The premise of early intervention is the precise identification of 'preclinical AD' patients. A landmark study published in JAMA Network Open in January 2026 conducted a 15-year follow-up on nearly 300 individuals with subjective cognitive decline (SCD). The results confirmed that using Quanterix's ultra-sensitive Simoa technology to simultaneously measure four core biomarker axes—Aβ42/40 ratio (amyloid protein), p-Tau217 (Tau pathology), GFAP (neuroinflammation), and NfL (neurodegeneration)—can predict the risk of cognitive decline with extremely high accuracy (C-index up to 0.90). Multi-factor combination testing at a single time point has a prognostic value far exceeding that of p-Tau217 testing alone.

Translational Application: This marks the entry of AD screening into the era of 'multi-omics risk scoring.' Currently, the LucentAD Complete test based on this combination has been put into use, providing a powerful tool for selecting 'fast progressors' in clinical trials and for preclinical prevention.

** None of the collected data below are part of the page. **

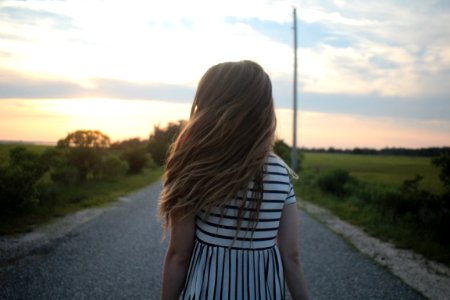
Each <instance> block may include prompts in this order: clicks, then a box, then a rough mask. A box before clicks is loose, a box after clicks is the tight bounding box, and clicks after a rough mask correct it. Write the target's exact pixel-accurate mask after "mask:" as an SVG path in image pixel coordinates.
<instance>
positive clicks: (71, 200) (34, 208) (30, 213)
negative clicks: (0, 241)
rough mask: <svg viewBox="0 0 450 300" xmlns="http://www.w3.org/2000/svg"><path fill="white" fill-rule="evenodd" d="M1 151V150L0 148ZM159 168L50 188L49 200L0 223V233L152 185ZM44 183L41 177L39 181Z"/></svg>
mask: <svg viewBox="0 0 450 300" xmlns="http://www.w3.org/2000/svg"><path fill="white" fill-rule="evenodd" d="M0 148H1V147H0ZM161 175H162V169H161V168H159V169H153V170H150V169H145V170H143V172H142V173H141V174H137V175H127V176H123V177H121V178H117V179H114V180H90V181H86V182H83V183H80V184H78V185H76V186H57V187H56V188H55V187H52V188H51V189H50V190H48V191H47V193H51V194H52V197H51V200H46V202H42V203H39V202H38V203H36V205H35V207H32V208H30V209H28V210H26V211H25V212H24V213H22V214H20V215H17V216H11V217H5V218H2V219H1V220H0V234H3V235H7V234H16V233H24V232H28V231H30V230H32V229H33V227H35V226H36V225H42V224H45V223H47V222H49V221H51V220H52V219H53V218H55V217H61V216H64V215H67V214H70V213H73V212H76V211H79V210H82V209H85V208H91V207H102V206H105V205H109V204H111V203H112V202H114V201H117V199H118V198H119V197H121V196H124V195H127V194H129V193H131V192H133V191H136V190H138V189H140V188H143V187H145V186H148V185H149V184H151V183H153V182H156V181H157V180H158V179H159V178H160V177H161ZM45 180H48V178H44V179H43V181H44V182H45Z"/></svg>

(2) Intervention for Psychiatric Symptoms: Clinical Breakthrough of M4 Receptor-Biased Agonists

About 50% of patients with moderate to severe Alzheimer's disease (AD) experience neuropsychiatric symptoms such as agitation, but there is currently a lack of safe and effective treatments. In January 2026, NeuShen Therapeutics announced that its highly selective M4 muscarinic acetylcholine receptor positive allosteric modulator (PAM), NS-136, received FDA approval to directly enter Phase II clinical trials targeting Alzheimer’s-associated agitation (AAD). NS-136 improves agitation symptoms by modulating imbalances in the subcortical dopaminergic system, while preclinical studies have shown its potential to avoid non-selective cholinergic side effects.

(3) Next-generation Tau therapies and synaptic protection

Although some Tau antibodies have faced setbacks in clinical trials, precise Tau therapies targeting specific post-translational modifications are still progressing. At the same time, Cognition Therapeutics' oral small molecule CT1812 is undergoing a Phase IIb clinical trial for Lewy body dementia (DLB). Its mechanism involves acting on the sigma-2 receptor to block the toxic attacks of Aβ and α-synuclein on synapses, demonstrating a 'synapse-protective' differentiated strategy that does not rely on directly clearing protein aggregates.

With the validation of platform technologies such as SPYTAC and the popularization of blood multi-omics, we are standing at the turning point from 'slowing disease progression' to 'preventing cognitive decline.' In the future, as more therapies like NS-136 targeting non-cognitive symptoms are implemented, the era of precise integrated treatment for AD has already arrived.